He has since died and Henderson had booked a flight for Sunday out of Los Angeles bound for New Zealand.
"I am resigned to be spending 14 days alone without my family in order to make suitable arrangements for my dad," she said.
"We have no control over anything from here in the US. My dad lies in a morgue, results of death pending."
It comes after five previously rejected applications for people to leave compulsory isolation to see their dying relatives had been overturned.
The Ministry of Health announced yesterday it had completed a review of 32 applications for an exemption from managed isolation on compassionate grounds.
All were initially turned down, including that of Oliver Christiansen, who successfully challenged the decision in the High Court.
He was able to spend 36 hours with his dying father, Anthony Christiansen, after Justice Tracey Walker said the ministry got it wrong.
Henderson was not as fortunate: "It's outrageous ... "I'm defeated," she said.
She did reach out to Christiansen's lawyer's for help, who said she would unlikely get an exemption because her father was in hospital, increasing the risk she could expose vulnerable people to Covid-19.
"I understand and would never want to put anyone else at risk but it's heartbreaking all the same," she told the Herald earlier this week.

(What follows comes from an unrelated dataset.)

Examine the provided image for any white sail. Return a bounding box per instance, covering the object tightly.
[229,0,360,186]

While she was fully supportive of Prime Minister Jacinda Ardern's approach to the Covid-19 crisis, she said it was "unacceptable" allowances were not being made on compassionate grounds for those with dying family members.
"Living [in the USA], with our current president, I wish I was in New Zealand with such great management," Henderson said.

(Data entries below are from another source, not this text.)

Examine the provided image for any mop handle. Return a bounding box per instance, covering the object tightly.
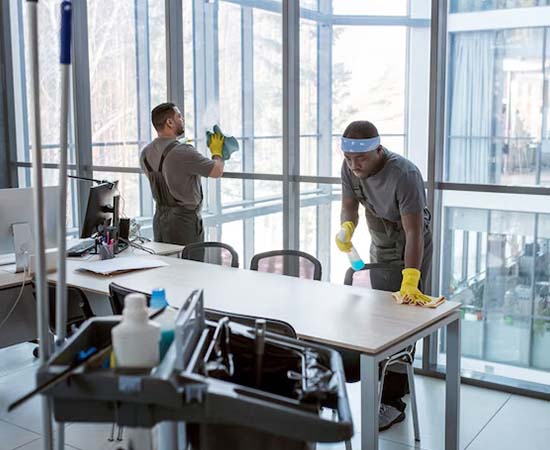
[59,0,73,64]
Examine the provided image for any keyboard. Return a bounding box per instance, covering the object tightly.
[67,239,95,256]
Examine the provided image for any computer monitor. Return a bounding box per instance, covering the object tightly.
[0,186,59,255]
[80,181,120,238]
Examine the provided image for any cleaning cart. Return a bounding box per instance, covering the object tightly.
[37,290,353,450]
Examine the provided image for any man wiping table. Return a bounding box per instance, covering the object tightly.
[336,121,432,429]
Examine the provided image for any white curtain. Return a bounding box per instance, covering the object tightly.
[448,31,496,184]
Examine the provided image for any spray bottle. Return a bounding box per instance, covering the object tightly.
[111,293,160,368]
[151,288,178,360]
[338,230,365,271]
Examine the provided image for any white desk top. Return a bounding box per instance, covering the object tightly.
[48,256,460,354]
[0,242,183,289]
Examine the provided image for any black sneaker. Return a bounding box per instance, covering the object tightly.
[378,403,405,431]
[386,398,407,412]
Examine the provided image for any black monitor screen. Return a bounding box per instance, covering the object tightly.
[80,182,118,238]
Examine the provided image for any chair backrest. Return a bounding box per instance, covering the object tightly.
[204,309,296,339]
[33,282,94,335]
[109,283,151,314]
[344,263,403,292]
[250,250,322,280]
[181,242,239,267]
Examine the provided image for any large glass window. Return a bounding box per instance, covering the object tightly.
[440,1,550,384]
[441,192,550,382]
[449,0,550,12]
[446,28,550,185]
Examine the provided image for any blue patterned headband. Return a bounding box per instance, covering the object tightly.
[342,136,380,153]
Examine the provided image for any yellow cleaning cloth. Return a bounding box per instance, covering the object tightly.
[392,292,445,308]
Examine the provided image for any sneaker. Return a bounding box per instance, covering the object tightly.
[378,403,405,431]
[386,398,407,412]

"I'm in no way critical of how she has handled the situation but in these particular cases we just want access to our loved ones who are dying."
On Tuesday, Ardern defended the decisions that had been made around compassionate exemption but said it was right to go back and review them, saying the cases were "devastating".
But they didn't want to double people's grief by allowing unsafe situations - and some were very complicated.